Friday, January 07, 2022

Mandating Vaccines for COVID-19? No.


While I am not a fan of disclosing personal medical information on social media, tonight I will because I feel compelled to say something in response to our Minister of Health’s suggestions that mandatory COVID-19 vaccines should be on the table. So firstly… I am fully vaccinated, and I have also had the booster.

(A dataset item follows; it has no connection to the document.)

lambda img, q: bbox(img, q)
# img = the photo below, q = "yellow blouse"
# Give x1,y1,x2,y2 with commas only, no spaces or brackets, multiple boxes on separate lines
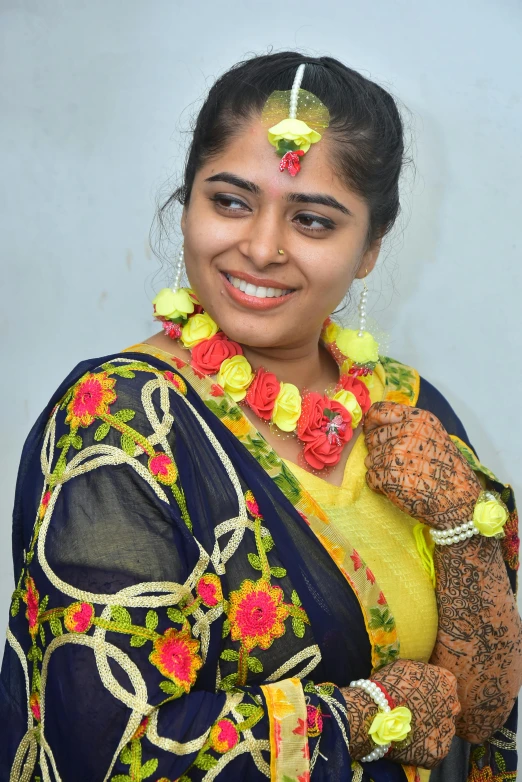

87.75% of Canadians over age 12 are fully vaccinated. According to Our World in Data, Canada ranks #6 in the world for vaccination against COVID-19. So well done!
Despite that good news, it was very disheartening, indeed shocking, to hear our Minister of Health suggest that mandatory COVID-19 vaccines should be on the table. Let’s start by noting some data from Health Canada’s database on vaccinations.
While it is a common term I will use in this post, referring to people as “unvaccinated” is not very helpful. It “others” people, and often implies that they are ill or diseased when that is not the case. Instead we should refer to these folks as people whose immune system has not been enhanced with vaccines to offer superior protection against COVID-19. Lest we forget, a year ago all of us were “unvaccinated”.
So who in Canada is unvaccinated? Here are a few details from Health Canada:
Provinces and territories: highest vaccination rate is Newfoundland and Labrador, and the lowest vaccination rate is Nunavut.
Sex: Females have a 3% higher vaccination rate than males.
Age: highest vaccinated age group is age > 80 at over 95% fully vaccinated, lowest is nearly 83% for ages 12-29 (young kids not counted).
But what is not listed are other important categories that could be morally relevant in assessing the pros and cons of mandating vaccines: such as race, education level, income, incarcerated or free, etc.
In my opinion, the vaccine passports already implemented in Ontario and elsewhere were deeply problematic- they were socially divisive and (mostly) ineffective (given the fact that we are where we are with lockdown again). And now that they didn’t achieve what the planners had hoped they are doubling down on this intimidation strategy, which I presume they simply hope will have popular support since it is not predicated upon empirical evidence and a proportionate weighting of the (long-term) pros and cons.
There is much more at stake with this issue than just getting out of this current pandemic. There is the kind of society that will be left standing post-pandemic. There is the potential distrust and damage we do to future vaccine compliance and public health more generally if we mandate people to take something that they are opposed to taking.
For me, taking the vaccine was a no brainer. I took it to protect the health of my community, my family and for my own health. But I am somewhat scientifically literate, am familiar with the cost/benefit reasoning that goes into public health decision-making, etc. I realize that not everyone sees this complex moral and empirical landscape in the same way as I do. And lastly, I am a male over age 50, so the risks to me are different than the risks to a 20 year old (especially a person that has already recovered from COVID-19).
The core moral conviction of the medical sciences, often (though inaccurately) attributed to the Hippocratic Oath, states “First do no harm”. Threatening fines and further isolation upon many of Canada’s most vulnerable populations is too hefty a price to pay for the speculative societal benefits its proponents are pandering. Let’s get out of this pandemic with a society and culture we can still be proud of. We have sacrificed too much already.